L'article 3 s'exprime en ces termes :

« Article 3. Les lettres du poids de 7 grammes et demi jusqu'à 10 grammes exclusivement paieront la moitié en sus du port de la lettre simple;

«Les lettres de 10 à 15 grammes exclusivement paieront deux fois le port de la lettre simple;

« Celles de 15 à 20 grammes exclusivement, deux fois et demie le port, et ainsi de suite, en ajoutant la moitié du port de la lettre simple de 5 en 5 grammes.

« Ces taxes continueront d'être perçues en décimes, et sans fractions de décime, ainsi que cela est réglé, par le cinquième paragraphe de l'article 7 de la loi du 27 frimaire an VIII (18 décembre 1799). »

M. le comte de Tournon observe que, jusqu'à ce jour, et aux termes de la loi de l'an VIII, l'excédent de poids entre sept et dix grammes ne donnera lieu qu'à une augmentation d'un décime sur la taxe de la lettre simple.
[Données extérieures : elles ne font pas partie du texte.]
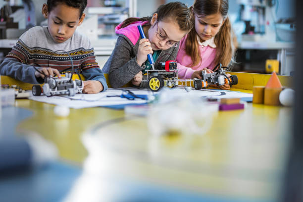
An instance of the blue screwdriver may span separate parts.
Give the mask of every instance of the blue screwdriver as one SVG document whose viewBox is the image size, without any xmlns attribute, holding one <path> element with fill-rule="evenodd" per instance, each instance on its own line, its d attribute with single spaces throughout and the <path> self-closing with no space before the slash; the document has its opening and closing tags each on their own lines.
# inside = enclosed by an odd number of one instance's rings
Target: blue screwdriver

Le projet, au contraire, en fixant à un demi-gramme de plus le poids de la lettre simple, porte qu'à partir de 7 grammes et demi jusqu'à 10 la taxe de la lettre sera d'une moitié en sus; augmentation qui, dans certains cas, peut s'élever jusqu'à 6 décimes. Il y aura donc dans le système nouveau plus d'intérêt que dans le système ancien à ce que le poids de la lettre, lorsqu'il excède celui de la lettre simple, soit constaté d'une manière exacte et qui ne puisse donner lieu à aucune surtaxe. Le noble pair demande quelles sont les mesures prises pour prévenir tout abus à cet égard?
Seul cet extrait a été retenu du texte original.